The result you can find in the Event Portal of Roasting Flow
Deploy it to your hosting service
Once we got out portal correctly running locally , we can deploy it to our hosting provider. This means that the portal will be accessible to the rest of the world. In my case I use GitHub to host my code and Azure Static Web Apps to host the website. But Vercel, Netlify or Cloudflare Pages would be fine as well.
Before deployment, verify that BASE_URL, ORG_ID, TOKEN, and WEBAPP_ID in public/js/config.js contain the values from your production web application record.
The website will only show the events if these values come from the Web App Record we created with the domain for production (in my case events.roastingflow.com). If we use the ones from localhost it will not work.
Before deployment, verify that BASE_URL, ORG_ID, TOKEN, and WEBAPP_ID in public/js/config.js contain the values from your production web application record.
The production domain must match the origin configured for that record. Values created for http://localhost:3000 are intended for local development and should not be used by the production website.
WEBAPP_ID is optional. When it is provided, the website only displays events published to that specific web application.
Tips and Tricks
- If you’re not familiar with Azure Static Web Apps (SWA), you’re a developer and didn’t consider it as an option. I recommend it especially for this use case. Depending on your needs, it can get hosted for free even. Here the Microsoft Learn Documentation.
- If you use Azure SWA and want to avoid problems with the token and webapp_id, you can take advantage of the environment variables of the app to have the right token and webapp_id dynamically filled out. Feel free to fork my repo in GitHub where it’s done already.
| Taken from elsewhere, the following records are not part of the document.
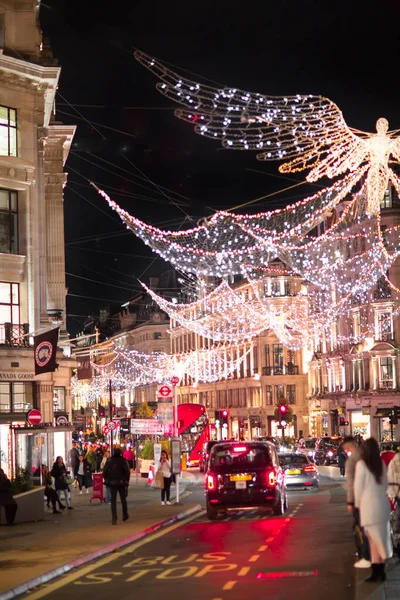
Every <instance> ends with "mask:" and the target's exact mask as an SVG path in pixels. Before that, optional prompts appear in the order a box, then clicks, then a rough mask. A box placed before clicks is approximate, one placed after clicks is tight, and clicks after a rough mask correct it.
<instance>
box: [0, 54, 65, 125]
mask: <svg viewBox="0 0 400 600" xmlns="http://www.w3.org/2000/svg"><path fill="white" fill-rule="evenodd" d="M60 72H61V68H60V67H45V66H43V65H38V64H35V63H30V62H28V61H25V60H20V59H18V58H12V57H10V56H6V55H4V54H3V51H2V50H0V86H6V87H11V88H14V89H15V90H17V91H19V92H20V91H21V90H25V91H29V92H31V93H37V94H40V95H43V96H44V102H45V106H44V118H43V125H45V126H46V125H48V123H49V122H50V118H51V114H52V109H53V105H54V98H55V95H56V91H57V87H58V80H59V77H60Z"/></svg>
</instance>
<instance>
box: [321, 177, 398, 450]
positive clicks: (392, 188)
mask: <svg viewBox="0 0 400 600" xmlns="http://www.w3.org/2000/svg"><path fill="white" fill-rule="evenodd" d="M399 223H400V201H399V197H398V195H397V193H396V191H395V190H394V189H393V188H391V187H390V188H389V189H388V190H387V191H386V193H385V196H384V198H383V199H382V202H381V228H382V231H385V230H386V228H387V227H392V226H394V225H398V224H399ZM352 251H353V252H357V244H356V242H355V243H354V241H353V250H352ZM387 278H388V280H389V281H388V280H387V279H386V278H384V277H382V278H380V279H379V280H378V281H377V283H376V285H375V286H374V288H373V289H372V290H371V291H370V292H369V294H368V295H367V297H366V298H364V299H360V300H359V301H353V304H352V307H351V310H350V316H347V315H346V317H341V318H339V319H338V320H337V322H336V323H334V324H333V325H332V331H331V337H330V341H329V342H328V341H325V340H322V341H321V342H320V343H318V344H317V345H314V348H313V356H312V360H311V362H310V396H309V419H310V434H311V435H314V436H321V435H324V434H325V433H329V434H334V433H337V434H341V435H348V434H354V435H356V434H359V435H362V436H363V437H369V436H374V437H376V438H377V439H378V440H379V441H384V440H386V439H391V437H392V436H393V437H394V439H399V433H400V431H399V430H400V428H398V429H397V428H396V426H395V424H394V425H393V424H392V425H391V423H390V413H391V410H392V409H393V407H395V406H400V363H399V359H400V357H399V341H400V337H399V336H400V323H399V320H398V319H396V318H395V311H396V309H398V306H396V303H395V295H396V294H395V292H394V291H393V288H392V287H391V285H390V284H393V285H394V286H395V287H397V288H398V287H400V262H399V261H398V260H396V261H395V262H394V263H393V264H392V266H391V267H390V268H389V271H388V273H387ZM363 330H364V331H365V330H368V331H369V332H370V333H369V336H368V337H365V336H362V333H363ZM363 338H364V339H363ZM342 340H344V341H342ZM349 340H350V341H349Z"/></svg>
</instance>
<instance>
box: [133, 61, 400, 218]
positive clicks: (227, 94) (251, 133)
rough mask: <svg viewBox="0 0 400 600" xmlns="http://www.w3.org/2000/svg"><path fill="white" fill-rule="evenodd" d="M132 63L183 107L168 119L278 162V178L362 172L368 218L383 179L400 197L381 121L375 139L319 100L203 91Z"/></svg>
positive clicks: (389, 141) (187, 84)
mask: <svg viewBox="0 0 400 600" xmlns="http://www.w3.org/2000/svg"><path fill="white" fill-rule="evenodd" d="M135 58H136V59H137V60H138V61H139V62H140V63H141V64H142V65H143V66H145V67H146V68H147V69H149V70H150V71H151V72H152V73H154V74H155V75H156V76H157V77H158V79H159V80H160V81H159V83H157V86H156V87H157V89H158V91H160V92H161V93H162V94H163V95H164V96H166V97H167V98H169V99H171V100H173V101H175V102H177V103H179V104H181V105H183V106H184V107H185V108H183V109H178V110H176V111H175V115H176V116H177V117H178V118H179V119H182V120H184V121H187V122H189V123H192V124H193V125H194V129H195V132H196V133H198V134H200V135H203V136H206V137H209V138H212V139H216V140H219V141H220V142H221V143H222V145H223V147H224V148H227V149H234V150H255V151H257V152H258V155H257V158H258V159H259V160H268V161H272V160H279V161H285V162H284V163H283V164H282V165H281V166H280V167H279V170H280V171H281V172H282V173H294V172H296V171H303V170H306V169H309V173H308V175H307V180H308V181H310V182H314V181H317V180H318V179H320V178H321V177H325V176H326V177H328V178H330V179H332V178H335V177H337V176H340V175H345V174H348V173H353V174H354V173H355V172H357V171H359V172H360V173H361V172H362V171H364V169H361V167H368V171H367V182H366V183H367V189H368V204H367V207H366V213H367V214H368V215H375V214H377V213H378V212H379V208H380V201H381V199H382V198H383V195H384V192H385V190H386V188H387V186H388V183H389V180H391V181H392V182H393V184H394V186H395V188H396V190H397V191H398V192H400V180H399V179H398V177H397V176H396V175H395V174H394V173H393V171H392V170H391V169H390V168H389V165H388V162H389V158H390V157H393V158H394V160H395V161H397V162H400V138H399V137H397V132H389V131H388V129H389V124H388V121H387V120H386V119H384V118H380V119H378V121H377V123H376V129H377V132H376V133H366V132H360V131H356V130H354V129H352V128H350V127H349V126H348V125H347V124H346V122H345V120H344V117H343V114H342V112H341V110H340V109H339V107H338V106H337V105H336V104H335V103H334V102H332V101H331V100H329V99H328V98H324V97H323V96H313V95H306V96H303V95H299V94H298V95H296V96H287V97H282V96H265V95H263V94H259V93H252V92H246V91H242V90H239V89H236V88H217V87H212V86H208V85H202V84H199V83H197V82H195V81H192V80H190V79H187V78H185V77H181V76H180V75H178V74H176V73H174V72H173V71H171V70H170V69H167V68H166V67H164V66H163V65H162V64H161V63H159V62H158V61H156V60H155V59H154V58H152V57H151V56H148V55H146V54H144V53H142V52H139V51H136V52H135ZM356 179H357V178H356Z"/></svg>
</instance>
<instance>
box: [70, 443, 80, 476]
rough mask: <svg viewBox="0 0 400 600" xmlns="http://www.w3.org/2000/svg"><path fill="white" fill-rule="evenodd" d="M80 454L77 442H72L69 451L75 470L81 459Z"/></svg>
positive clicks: (71, 461)
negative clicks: (70, 447)
mask: <svg viewBox="0 0 400 600" xmlns="http://www.w3.org/2000/svg"><path fill="white" fill-rule="evenodd" d="M79 454H80V452H79V450H78V447H77V444H76V442H72V448H71V450H70V451H69V457H70V461H71V469H72V471H73V472H75V467H76V465H77V463H78V460H79Z"/></svg>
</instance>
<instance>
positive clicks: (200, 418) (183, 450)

- If you want to dig deeper in the API options, Web Applications leverage the same API that Jonas Schwarzwälder talks about in this amazing article
Conclusion
Customer Insights - Journeys event web apps provide an interesting alternative when you need more control than the standard event experience offers. The generated application already includes event listings, search, event details, embedded registration forms, and multilingual support, while still giving you complete control over its appearance and hosting.
Using AI made the initial branding work much faster, but branding is only the beginning. Because the source code is yours to customize, you can introduce different event layouts, advanced filtering and sorting, additional languages, and experiences tailored to your audience.
Over the next few weeks, I will continue exploring what can be built with this architecture. Particularly its internationalization capabilities and ways to create a more flexible event discovery experience.